Gele komkommers, zoals Aurea, zijn goed bestand tegen koude temperaturen en werden begin 20e eeuw in Nederland onder platglas gegroeid. Platglas is een kas maar dan ongeveer een meter hoog. Het gewas stond in de volle grond en de plant groeide horizontaal over de grond onder glas, waardoor de temperatuur wat voordeliger was voor de plantengroei. Al gauw kwamen er verdere ontwikkelingen in de kassenbouw en kregen ze meer hoogte.

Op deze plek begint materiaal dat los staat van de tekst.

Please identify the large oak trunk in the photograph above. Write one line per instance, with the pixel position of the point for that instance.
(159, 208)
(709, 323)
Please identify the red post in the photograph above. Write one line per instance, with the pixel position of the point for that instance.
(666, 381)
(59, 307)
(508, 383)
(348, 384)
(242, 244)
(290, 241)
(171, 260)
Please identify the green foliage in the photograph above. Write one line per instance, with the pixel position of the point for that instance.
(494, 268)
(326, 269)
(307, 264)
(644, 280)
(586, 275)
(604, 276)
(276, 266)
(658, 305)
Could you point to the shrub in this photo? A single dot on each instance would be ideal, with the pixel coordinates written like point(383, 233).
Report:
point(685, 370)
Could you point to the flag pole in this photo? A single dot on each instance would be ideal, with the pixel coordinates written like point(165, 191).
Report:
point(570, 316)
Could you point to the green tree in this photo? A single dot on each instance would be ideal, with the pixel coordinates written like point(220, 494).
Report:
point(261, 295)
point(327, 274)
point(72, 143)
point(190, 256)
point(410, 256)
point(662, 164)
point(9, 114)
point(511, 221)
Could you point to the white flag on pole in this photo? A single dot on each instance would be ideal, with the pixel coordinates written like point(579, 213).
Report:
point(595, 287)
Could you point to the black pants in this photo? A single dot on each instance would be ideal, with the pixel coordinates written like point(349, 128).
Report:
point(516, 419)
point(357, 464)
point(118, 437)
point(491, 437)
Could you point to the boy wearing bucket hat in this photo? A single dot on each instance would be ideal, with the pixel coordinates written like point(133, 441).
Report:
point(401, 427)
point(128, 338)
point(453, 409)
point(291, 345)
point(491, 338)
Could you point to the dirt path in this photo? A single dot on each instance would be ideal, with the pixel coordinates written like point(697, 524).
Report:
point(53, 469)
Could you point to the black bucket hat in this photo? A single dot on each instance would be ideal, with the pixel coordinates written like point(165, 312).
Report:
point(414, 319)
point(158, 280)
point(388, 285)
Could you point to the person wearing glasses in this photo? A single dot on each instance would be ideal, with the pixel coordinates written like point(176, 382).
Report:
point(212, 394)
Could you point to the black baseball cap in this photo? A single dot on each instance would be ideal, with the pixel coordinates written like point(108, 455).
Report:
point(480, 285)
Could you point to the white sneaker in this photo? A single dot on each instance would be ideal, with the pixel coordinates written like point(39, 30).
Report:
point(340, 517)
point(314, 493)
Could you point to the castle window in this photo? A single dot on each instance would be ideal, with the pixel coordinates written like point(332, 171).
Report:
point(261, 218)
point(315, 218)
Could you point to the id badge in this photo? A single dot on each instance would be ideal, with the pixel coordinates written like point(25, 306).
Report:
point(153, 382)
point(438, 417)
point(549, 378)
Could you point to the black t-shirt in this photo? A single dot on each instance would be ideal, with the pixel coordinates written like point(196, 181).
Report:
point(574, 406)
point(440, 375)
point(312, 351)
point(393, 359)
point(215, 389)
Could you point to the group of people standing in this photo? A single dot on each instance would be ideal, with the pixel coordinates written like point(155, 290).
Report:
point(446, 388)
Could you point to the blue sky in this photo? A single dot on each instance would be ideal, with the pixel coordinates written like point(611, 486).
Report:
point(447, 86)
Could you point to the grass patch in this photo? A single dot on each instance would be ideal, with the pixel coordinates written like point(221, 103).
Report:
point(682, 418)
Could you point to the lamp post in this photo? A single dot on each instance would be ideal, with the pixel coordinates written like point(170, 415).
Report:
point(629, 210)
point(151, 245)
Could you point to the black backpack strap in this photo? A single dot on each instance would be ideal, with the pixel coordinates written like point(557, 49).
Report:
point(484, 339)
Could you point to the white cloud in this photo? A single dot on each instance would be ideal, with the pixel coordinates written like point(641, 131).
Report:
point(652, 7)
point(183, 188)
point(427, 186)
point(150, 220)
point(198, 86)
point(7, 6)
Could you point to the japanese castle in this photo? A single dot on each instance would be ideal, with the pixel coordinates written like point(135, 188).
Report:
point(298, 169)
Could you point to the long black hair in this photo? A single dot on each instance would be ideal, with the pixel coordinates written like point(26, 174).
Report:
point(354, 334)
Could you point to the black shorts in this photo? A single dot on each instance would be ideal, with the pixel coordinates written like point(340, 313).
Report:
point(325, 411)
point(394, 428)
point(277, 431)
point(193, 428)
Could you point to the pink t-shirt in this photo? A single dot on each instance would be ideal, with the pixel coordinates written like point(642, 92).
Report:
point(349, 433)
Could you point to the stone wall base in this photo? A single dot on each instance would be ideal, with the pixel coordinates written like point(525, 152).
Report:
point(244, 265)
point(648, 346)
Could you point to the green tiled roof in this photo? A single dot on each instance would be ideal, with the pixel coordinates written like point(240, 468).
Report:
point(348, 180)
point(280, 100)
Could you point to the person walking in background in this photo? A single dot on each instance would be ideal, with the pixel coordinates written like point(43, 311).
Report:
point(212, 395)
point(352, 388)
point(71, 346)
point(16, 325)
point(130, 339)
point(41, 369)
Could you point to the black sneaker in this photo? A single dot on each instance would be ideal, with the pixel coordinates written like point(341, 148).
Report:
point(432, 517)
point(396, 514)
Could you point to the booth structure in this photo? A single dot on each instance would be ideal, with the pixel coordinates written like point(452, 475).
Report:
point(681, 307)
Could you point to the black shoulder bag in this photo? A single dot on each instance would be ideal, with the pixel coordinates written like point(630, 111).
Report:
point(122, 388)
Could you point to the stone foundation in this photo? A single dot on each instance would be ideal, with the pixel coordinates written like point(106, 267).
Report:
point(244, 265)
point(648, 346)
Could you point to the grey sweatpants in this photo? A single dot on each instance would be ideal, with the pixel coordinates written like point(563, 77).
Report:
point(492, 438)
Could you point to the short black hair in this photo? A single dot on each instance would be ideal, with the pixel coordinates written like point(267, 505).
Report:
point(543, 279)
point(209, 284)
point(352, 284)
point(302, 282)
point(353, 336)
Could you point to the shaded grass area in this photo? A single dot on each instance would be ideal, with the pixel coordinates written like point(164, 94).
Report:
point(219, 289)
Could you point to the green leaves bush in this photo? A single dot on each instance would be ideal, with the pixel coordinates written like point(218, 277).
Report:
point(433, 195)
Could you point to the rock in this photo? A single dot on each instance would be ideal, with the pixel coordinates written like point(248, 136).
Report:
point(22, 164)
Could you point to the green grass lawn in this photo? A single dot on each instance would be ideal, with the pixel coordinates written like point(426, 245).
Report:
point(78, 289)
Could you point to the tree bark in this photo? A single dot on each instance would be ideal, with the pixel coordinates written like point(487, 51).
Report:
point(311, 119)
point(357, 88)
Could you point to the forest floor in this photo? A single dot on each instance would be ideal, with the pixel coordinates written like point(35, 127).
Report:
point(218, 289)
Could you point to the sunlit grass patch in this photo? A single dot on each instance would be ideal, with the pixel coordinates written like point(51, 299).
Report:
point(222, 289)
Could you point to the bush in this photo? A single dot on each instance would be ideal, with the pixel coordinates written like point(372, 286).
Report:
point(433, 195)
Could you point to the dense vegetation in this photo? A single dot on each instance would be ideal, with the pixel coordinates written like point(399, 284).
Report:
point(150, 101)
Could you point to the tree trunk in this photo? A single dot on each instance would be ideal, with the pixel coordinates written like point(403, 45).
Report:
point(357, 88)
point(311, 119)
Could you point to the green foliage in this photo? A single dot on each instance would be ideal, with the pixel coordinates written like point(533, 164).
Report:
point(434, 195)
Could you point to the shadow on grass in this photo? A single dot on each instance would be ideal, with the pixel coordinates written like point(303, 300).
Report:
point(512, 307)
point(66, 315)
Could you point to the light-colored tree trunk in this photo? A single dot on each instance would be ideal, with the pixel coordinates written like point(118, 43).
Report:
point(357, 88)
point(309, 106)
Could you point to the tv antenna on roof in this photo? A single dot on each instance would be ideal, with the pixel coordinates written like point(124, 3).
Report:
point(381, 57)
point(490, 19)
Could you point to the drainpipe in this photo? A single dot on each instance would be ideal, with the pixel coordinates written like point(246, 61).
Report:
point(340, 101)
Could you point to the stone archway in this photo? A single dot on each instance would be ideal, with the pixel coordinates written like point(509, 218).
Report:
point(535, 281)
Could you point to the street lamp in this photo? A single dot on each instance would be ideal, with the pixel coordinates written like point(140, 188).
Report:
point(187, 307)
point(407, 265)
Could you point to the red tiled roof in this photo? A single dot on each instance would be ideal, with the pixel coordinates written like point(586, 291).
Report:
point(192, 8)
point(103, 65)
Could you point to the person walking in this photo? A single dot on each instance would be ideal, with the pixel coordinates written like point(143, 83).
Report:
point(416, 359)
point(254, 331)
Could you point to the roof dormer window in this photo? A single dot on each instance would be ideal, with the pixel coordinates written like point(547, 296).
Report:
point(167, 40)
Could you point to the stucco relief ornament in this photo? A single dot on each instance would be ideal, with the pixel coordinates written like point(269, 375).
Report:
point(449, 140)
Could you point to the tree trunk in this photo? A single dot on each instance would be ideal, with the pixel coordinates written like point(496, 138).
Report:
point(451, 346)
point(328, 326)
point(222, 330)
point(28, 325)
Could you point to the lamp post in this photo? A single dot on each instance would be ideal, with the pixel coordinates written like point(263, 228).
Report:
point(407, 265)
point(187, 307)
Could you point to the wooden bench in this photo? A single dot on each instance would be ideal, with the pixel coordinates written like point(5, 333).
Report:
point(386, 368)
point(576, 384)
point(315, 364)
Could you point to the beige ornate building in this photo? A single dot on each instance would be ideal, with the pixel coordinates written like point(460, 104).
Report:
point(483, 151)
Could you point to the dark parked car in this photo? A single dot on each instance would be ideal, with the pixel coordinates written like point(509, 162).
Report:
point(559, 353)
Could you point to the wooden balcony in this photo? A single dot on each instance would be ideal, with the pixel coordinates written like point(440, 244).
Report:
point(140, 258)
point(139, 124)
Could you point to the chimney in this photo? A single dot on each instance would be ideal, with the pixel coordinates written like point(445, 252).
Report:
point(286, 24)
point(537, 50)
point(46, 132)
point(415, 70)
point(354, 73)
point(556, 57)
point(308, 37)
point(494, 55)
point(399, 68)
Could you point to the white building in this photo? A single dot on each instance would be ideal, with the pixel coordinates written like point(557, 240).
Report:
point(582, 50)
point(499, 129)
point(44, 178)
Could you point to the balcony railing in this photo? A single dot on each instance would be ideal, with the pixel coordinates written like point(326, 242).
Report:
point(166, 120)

Meer komkommer erfgoedrassen en info

Komkommer erfgoedrassen
Bittere komkommers

Komkommers zijn van origine bitter en vol zaden. De zaadvrije vruchten zouden omstreeks 1586 door veredeling in Engeland zijn ontstaan. De bitterheid van de vruchten was er pas rond 1960 uit veredeld. Ook de groene kleur van de komkommer die we nu kennen is er nog niet zo lang. Voor de Tweede Wereldoorlog gaven Nederlanders nog de voorkeur aan de gele en de witte komkommers die in bakken werden geteeld. De gele vielen in het Noorden en Oosten in de smaak; in het Zuiden vooral de witte. Later kwam vanuit Engeland ook de welbekende groene rassen, die in eerste instantie in Nederland alleen werden geteeld voor de export.


Meloen (Cucumis melo)

Meloenen behoren, net als de komkommers, tot de Cucurbitaceae; de komkommerachtigen. In Nederland werden voor de Tweede Wereldoorlog meloenen liggend geteeld in broeibakken, zogenaamd platglas. Zo ook het erfgoedras Witte Suiker.

Lees meer over meloenen

In 1939 kende de Nederlandse meloenteelt zijn topjaar, met een areaal van 230 ha en rond de 7 miljoen stuks in de veilingaanvoer. Na deze tijd kromp de teelt weer, veroorzaakt door toenemende Fusarium (verwelkingsziekte) aantastingen. Het voornaamste productiegebied in Nederland was Zuid-Holland, met zijn kassengemeenschap in het Westland. Na 1970 is de productie in eigen land steeds meer gaan afnemen en de invoer vanuit het buitenland toegenomen. De Nederlandse meloenen moesten het gaan opnemen tegen de hogere kwaliteit en suikergehalte van meloenen uit zuidelijke landen waar meer gunstigere klimaatomstandigheden heersten.